In March 1995 the planning commission began its rideshare program to connect potential carpoolers with others nearby. To date only 329 names are in the database. Ride share coordinator Perry Feralise says the department depends completely on signs posted off I-10 at the Highland exit, and I-12 at the Airline exit to promote the program. The signs display the number 344-RIDE, which rings at the planning commission. Feralise then mails an application to the caller.
“There’s no direct goal,” he says. “We just want as many as possible. The biggest obstacle is that people want their cars. It’s that simple. They don’t want to give up their freedom.”
Some state workers have given up a little freedom in exchange for other benefits from carpooling. The Dickersons use their ride time together to plan evenings and weekends and to connect with each other. “It gives us that time after work to ourselves before we get home with the kids,” Carlos Dickerson says.

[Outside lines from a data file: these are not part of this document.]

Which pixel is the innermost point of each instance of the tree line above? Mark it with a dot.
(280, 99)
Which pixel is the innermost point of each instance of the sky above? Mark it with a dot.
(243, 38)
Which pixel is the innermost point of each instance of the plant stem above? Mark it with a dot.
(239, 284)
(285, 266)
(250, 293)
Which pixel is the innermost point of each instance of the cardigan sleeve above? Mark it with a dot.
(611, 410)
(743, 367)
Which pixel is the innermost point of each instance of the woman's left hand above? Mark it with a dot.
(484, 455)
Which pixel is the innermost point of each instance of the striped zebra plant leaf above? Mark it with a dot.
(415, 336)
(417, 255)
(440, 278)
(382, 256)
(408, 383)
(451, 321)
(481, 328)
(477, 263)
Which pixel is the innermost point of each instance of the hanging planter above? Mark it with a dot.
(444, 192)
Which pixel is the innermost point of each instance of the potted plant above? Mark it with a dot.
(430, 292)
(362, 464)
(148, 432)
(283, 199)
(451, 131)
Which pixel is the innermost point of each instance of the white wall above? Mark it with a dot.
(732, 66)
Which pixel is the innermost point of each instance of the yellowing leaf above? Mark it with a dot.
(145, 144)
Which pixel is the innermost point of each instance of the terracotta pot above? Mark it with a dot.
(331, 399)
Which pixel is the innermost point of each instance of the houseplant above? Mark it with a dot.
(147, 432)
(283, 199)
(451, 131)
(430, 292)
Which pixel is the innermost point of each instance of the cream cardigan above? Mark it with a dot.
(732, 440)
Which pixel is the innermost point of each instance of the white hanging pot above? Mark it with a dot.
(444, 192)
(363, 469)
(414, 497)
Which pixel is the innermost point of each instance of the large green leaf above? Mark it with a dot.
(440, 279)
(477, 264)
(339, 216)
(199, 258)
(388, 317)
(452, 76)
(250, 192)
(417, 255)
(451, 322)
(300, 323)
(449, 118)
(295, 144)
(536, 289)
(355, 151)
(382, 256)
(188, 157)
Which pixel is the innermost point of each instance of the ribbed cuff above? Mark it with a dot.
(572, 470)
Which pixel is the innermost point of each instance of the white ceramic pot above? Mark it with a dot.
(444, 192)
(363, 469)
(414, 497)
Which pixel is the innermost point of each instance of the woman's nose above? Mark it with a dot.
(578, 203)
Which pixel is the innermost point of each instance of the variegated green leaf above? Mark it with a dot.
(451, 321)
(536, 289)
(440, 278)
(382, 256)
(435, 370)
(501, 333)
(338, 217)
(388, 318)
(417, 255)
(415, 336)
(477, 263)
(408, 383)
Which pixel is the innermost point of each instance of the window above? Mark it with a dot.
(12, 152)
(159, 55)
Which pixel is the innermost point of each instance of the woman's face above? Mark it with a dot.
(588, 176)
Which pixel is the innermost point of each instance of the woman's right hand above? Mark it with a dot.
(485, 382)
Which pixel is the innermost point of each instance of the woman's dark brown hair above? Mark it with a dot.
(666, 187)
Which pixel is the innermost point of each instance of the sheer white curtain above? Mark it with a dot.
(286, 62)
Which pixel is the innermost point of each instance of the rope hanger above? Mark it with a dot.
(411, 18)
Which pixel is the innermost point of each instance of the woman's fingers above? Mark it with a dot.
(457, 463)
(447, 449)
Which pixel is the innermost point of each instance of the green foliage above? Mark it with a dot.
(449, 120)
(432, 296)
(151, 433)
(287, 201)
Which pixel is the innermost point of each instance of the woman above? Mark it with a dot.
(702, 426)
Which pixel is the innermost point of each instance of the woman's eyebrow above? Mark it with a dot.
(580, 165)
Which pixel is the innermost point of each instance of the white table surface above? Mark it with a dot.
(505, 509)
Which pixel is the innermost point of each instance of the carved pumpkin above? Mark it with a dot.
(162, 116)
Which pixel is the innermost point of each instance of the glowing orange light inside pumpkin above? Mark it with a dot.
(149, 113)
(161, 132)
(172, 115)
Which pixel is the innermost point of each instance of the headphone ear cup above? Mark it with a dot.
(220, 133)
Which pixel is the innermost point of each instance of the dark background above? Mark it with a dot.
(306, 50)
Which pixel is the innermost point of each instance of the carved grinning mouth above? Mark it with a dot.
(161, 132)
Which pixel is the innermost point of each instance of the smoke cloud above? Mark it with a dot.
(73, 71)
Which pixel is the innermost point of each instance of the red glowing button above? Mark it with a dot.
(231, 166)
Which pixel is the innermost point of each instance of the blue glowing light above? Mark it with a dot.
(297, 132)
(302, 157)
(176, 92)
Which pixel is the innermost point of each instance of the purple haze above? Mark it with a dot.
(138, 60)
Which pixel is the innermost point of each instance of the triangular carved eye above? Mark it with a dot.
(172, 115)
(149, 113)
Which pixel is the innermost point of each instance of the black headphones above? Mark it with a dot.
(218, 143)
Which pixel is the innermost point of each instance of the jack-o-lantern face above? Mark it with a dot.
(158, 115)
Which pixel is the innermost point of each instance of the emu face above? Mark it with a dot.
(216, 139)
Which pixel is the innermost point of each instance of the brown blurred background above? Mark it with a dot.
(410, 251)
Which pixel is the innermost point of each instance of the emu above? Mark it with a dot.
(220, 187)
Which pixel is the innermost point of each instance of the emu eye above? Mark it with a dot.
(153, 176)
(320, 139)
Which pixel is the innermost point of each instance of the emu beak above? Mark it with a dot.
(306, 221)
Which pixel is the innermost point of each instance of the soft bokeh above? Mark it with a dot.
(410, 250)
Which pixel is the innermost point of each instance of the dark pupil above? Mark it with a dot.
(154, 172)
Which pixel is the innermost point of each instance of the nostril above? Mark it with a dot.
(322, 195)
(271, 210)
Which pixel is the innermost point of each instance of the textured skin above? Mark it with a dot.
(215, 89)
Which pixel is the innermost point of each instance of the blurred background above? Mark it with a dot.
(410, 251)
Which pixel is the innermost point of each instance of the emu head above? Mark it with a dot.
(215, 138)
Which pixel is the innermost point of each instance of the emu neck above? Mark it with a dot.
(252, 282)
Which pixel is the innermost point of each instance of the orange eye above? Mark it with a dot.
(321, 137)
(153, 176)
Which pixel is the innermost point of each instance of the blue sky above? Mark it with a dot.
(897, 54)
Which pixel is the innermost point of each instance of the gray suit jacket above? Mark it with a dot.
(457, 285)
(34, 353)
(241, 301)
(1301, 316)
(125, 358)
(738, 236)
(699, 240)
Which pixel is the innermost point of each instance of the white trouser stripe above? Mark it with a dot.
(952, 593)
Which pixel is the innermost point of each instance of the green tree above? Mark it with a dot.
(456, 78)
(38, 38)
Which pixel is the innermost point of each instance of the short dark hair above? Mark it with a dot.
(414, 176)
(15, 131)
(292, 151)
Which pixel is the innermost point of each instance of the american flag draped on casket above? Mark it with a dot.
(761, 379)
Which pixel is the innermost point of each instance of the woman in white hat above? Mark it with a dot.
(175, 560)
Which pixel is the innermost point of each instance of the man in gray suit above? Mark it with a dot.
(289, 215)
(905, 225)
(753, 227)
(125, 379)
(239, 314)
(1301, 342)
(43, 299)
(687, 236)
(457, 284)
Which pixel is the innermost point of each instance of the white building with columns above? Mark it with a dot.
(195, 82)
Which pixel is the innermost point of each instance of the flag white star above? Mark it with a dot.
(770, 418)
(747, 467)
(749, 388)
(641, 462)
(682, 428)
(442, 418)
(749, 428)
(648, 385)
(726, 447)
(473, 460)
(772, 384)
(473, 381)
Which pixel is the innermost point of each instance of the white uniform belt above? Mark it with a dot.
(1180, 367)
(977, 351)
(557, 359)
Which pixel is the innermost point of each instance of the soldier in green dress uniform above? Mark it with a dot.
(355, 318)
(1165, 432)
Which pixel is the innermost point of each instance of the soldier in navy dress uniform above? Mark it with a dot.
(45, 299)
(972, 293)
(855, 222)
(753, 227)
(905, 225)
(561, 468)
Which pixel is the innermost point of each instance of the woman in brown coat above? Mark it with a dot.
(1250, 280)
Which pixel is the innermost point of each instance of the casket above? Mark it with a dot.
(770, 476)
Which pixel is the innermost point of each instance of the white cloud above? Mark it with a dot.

Paulette Villere and Barbara Williamson have been carpooling from Point Coupee Parish to their state jobs every day for more than a decade. Co-workers jokingly chide the now-close friends for being so inseparable.
By and large, though, carpooling is not popular, and statistically speaking, it might not ever be. National carpooling network site erideshare.com has 14 current listings for the Baton Rouge area. If sharing rides is going to make a comeback, there must be multiple work-based incentives. Reserved parking spaces and commuter tax benefits are just two ideas that have been implemented in other states. Children’s Hospital & Regional Medical Center in Seattle pays monthly bonuses to carpoolers, vanpoolers and bicyclists, and offers the use of an on-site flex car.
Anyone who takes the interstate to work now knows our highways are already over capacity. Designating a specific lane for High Occupancy Vehicles—usually three people, but sometimes just two—will only compound the traffic problem.
“Encouraging people to carpool would certainly help, but placing the limitations of an HOV lane right now is not feasible,” says Mark Lambert, spokesman for the Department of Transportation and Development. “There’s not enough roadway. You’d need a whole lot more concrete out there.”
Our current interstates were not designed with HOV in mind, but what about the proposed loop? Though still in the planning phase, representatives with the Baton Rouge Loop committee say the five-parish traffic loop will likely be a toll road and therefore not run at full capacity, so HOV lanes are not being seriously considered, yet.
Tammy Morgan spent five years living near Washington, D.C., and in that time put less than 30,000 miles on her car, thanks to public transit and carpooling. Now she serves as the Sustainability and Renewable Energy Coordinator for the East Baton Rouge Parish Department of Public Works.
“Baton Rouge is growing exponentially, and people have not come to grips with that,” Morgan says. “People working in our metro area have long commutes—some 30 miles one way to the job site—so carpooling is a good idea for those who can.”